A revolução dos bolcheviques inseriu-se definitivamente na revolução geral do povo russo. Os maximalistas que até há dois meses foram o fermento necessário para que os acontecimentos não se detivessem, para que a marcha em direção ao futuro não terminasse, dando lugar a uma forma definitiva de organização - que seria uma organização burguesa -, apoderaram-se do poder, estabeleceram a sua ditadura e estão a elaborar as formas socialistas em que a revolução deverá enquadrar-se para continuar a desenvolver-se harmoniosamente, sem excesso de grandes choques, partindo das grandes conquistas já realizadas. [...]

Marx previu o previsível. Não podia prever a guerra europeia, ou melhor, não podia prever que esta guerra duraria o tempo que durou e os efeitos que esta guerra teve. Não podia prever que esta guerra, em três anos de sofrimento e miséria indescritíveis, suscitaria na Rússia a vontade coletiva popular que suscitou. Uma vontade deste tipo precisa normalmente, para se formar, de um longo processo de infiltrações capilares, duma longa série de experiências de classe. Os homens são preguiçosos, precisam de se organizar, primeiro, exteriormente, em corporações, em ligas; depois internamente, no pensamento, nas vontades de uma incessante continuidade e multiplicidade de estímulos exteriores. [...] E nesta corrida caem muitos, tornando mais compulsório o desejo dos que ficaram. A massa do caos-povo está sempre em ebulição.

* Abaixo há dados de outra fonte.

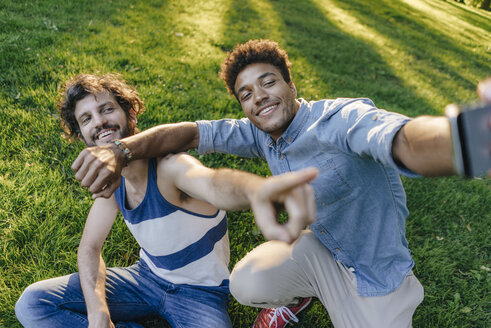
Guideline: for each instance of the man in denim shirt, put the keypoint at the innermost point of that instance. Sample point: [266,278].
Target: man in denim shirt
[354,258]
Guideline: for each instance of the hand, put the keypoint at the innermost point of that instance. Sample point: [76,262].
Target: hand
[484,93]
[292,190]
[99,169]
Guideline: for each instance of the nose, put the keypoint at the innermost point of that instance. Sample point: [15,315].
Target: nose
[99,120]
[260,95]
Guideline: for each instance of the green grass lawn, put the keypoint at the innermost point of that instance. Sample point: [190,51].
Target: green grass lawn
[411,56]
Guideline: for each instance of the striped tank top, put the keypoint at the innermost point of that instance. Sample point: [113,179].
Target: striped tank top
[178,245]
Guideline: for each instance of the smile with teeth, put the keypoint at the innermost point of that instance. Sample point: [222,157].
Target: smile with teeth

Na Rússia, a guerra serviu para despertar as vontades. Estas, através dos sofrimentos acumulados ao longo de três anos, unificaram-se com muita rapidez. A carestia estava iminente, a fome, a morte de fome podia tocar a todos, esmagando de um momento para o outro milhares de homens. As vontades unificaram-se, mecanicamente primeiro, ativamente, espiritualmente, depois da primeira revolução.

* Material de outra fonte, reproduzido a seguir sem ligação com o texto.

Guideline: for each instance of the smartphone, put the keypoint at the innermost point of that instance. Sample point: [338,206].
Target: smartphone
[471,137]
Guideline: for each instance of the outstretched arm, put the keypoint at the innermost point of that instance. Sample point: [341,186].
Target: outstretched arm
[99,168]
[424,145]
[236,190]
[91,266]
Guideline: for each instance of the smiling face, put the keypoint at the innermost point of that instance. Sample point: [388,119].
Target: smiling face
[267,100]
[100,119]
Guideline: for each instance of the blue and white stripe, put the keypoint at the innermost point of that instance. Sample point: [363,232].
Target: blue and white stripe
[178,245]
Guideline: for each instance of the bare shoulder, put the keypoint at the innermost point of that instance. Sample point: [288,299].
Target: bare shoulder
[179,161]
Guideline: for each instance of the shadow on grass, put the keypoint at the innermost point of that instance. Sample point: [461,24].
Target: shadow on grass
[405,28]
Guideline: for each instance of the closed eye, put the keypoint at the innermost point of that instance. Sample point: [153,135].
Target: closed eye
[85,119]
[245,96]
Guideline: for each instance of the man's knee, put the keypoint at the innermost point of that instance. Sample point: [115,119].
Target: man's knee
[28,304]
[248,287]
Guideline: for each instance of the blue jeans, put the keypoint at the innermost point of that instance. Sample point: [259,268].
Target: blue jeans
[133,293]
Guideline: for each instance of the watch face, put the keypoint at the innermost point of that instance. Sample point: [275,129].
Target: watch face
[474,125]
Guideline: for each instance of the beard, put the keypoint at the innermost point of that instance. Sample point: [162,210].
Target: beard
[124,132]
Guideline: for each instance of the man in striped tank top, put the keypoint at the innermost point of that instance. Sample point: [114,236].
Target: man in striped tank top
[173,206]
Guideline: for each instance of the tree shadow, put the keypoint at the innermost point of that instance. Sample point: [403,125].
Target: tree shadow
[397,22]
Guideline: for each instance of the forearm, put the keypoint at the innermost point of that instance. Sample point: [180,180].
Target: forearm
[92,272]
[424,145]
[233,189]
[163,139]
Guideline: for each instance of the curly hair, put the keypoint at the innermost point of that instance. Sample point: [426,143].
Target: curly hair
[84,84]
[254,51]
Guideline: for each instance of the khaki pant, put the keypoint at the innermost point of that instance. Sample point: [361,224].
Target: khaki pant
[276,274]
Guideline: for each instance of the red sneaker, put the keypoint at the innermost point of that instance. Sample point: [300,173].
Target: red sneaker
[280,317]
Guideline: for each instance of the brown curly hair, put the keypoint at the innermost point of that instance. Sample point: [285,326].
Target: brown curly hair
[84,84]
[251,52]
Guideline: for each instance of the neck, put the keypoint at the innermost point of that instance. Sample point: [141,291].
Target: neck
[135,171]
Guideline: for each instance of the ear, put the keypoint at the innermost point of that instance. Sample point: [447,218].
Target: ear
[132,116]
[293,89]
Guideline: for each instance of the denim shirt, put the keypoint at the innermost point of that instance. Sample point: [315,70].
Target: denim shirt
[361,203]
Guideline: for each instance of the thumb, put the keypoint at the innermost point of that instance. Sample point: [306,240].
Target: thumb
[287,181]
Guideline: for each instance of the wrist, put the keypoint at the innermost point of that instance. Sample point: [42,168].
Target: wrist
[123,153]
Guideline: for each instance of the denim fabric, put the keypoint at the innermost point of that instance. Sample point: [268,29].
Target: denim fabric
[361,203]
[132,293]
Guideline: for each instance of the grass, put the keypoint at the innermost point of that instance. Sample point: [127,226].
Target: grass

[...] Por que deveria esperar esse povo que a história de Inglaterra se repetisse na Rússia, que na Rússia se formasse uma burguesia, que surgisse a luta de classes para que nascesse a consciência de classe e se desse finalmente a catástrofe do mundo capitalista? O povo russo passou por estas magníficas experiências com o pensamento, embora pelo pensamento duma minoria. Ultrapassou estas experiências. Serve-se delas para se afirmar.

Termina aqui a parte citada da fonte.